# New addition to the girls!



## hydra

Hey everyone! Today I finally picked up my dumbo rex hairless rat, lovingly named Lucy! Shes such a sweetheart, and shes getting to know the girls slowly. THe new cage is set up for the three of them so they will be on equal playing ground. 
I also recieved Lucy from a breeder which makes me feel much more comfortable than picking her up at a random pet shop. The two times I did that I recieved a sick rat. I think its important to get to know the place you're getting your rat before you actually pick one up for keeps. 
Anyways, heres a quick snapshot of the girl!
<3


----------



## Poppyseed

aww adorable!
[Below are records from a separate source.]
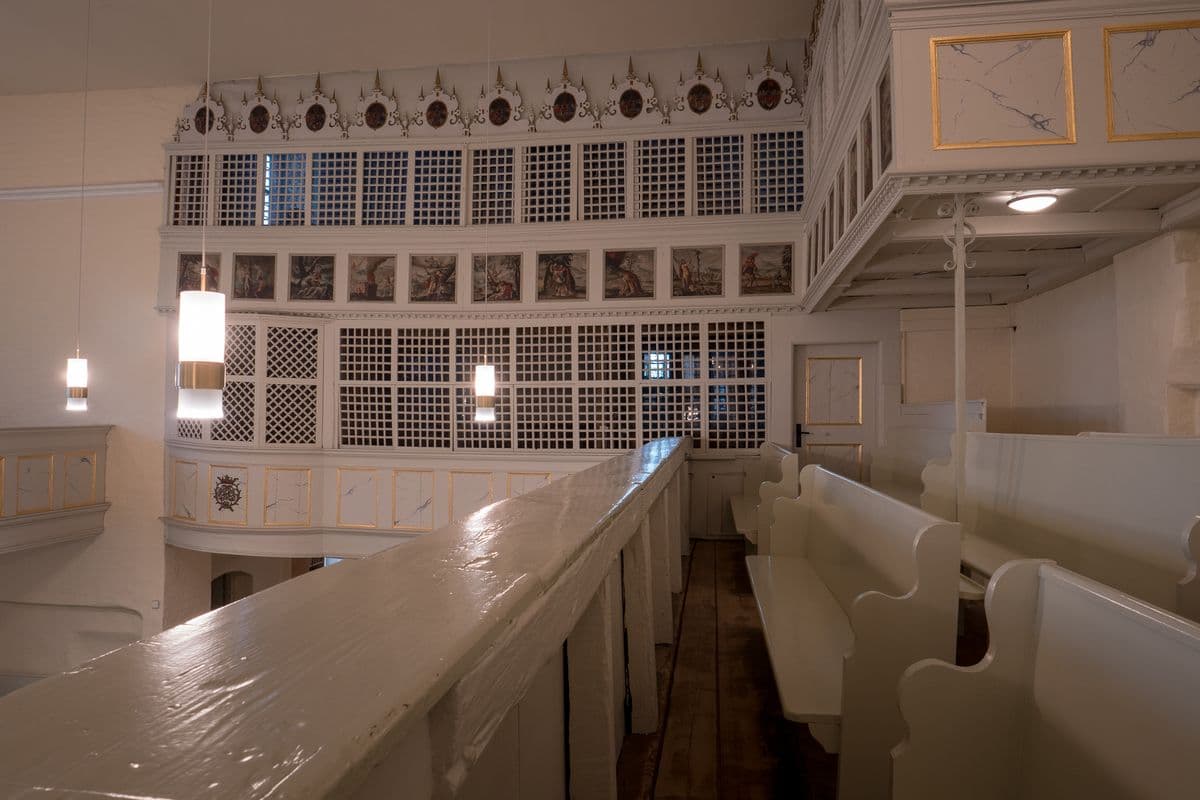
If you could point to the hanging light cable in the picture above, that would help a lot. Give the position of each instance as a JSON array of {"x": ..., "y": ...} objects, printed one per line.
[
  {"x": 77, "y": 367},
  {"x": 201, "y": 371},
  {"x": 485, "y": 372}
]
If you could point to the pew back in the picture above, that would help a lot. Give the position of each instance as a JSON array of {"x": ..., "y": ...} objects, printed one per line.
[
  {"x": 1085, "y": 692},
  {"x": 1122, "y": 510}
]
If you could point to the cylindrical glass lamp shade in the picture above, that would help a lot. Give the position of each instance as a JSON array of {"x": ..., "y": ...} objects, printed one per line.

Is she giveing kisses?


----------



## hydra

shes not too kissy yet, but i'm sure lots are yet to come ;-)


----------



## linz_04

SO SO SO CUTE!!! I want a hairless some day.


----------



## hydra

thought i'd share another pic of Lucy


----------



## twitch

she reminds me of my Sweetipie! i love the curly little whiskers


----------



## hydra

thanks! 
today i took some more shots, but heres my favorite, the 3 girls together, lovin' it up!


----------



## twitch

they're beautiful! i love the marking on the light one. is she a husky or just a blaze? the winkly skin on lucy is adorable too! it reminds me of something my boyfriend's father said about his aging mother... *chuckles* very sweet babies!


----------



## hydra

all i know about her is that shes a dumbo rat...i'm not sure what exactally you'd 'call' her. Shes SUCH a sweetheart, and loves giving kisses


----------



## fallinstar

aww all so cute


----------



## JennieLove

She is SO CUTE! All you babies are CUTE! I love that name too...Lucy, one of my kitties has that name as well.


----------



## Nazarath

I've made it offical, i'm going to just steal everyones rats because they are so dang cute!!!! *makes sure my babies didn't hear me lol*


----------



## hydra

thanks for the <3 , they're abslotuely wonderful!


----------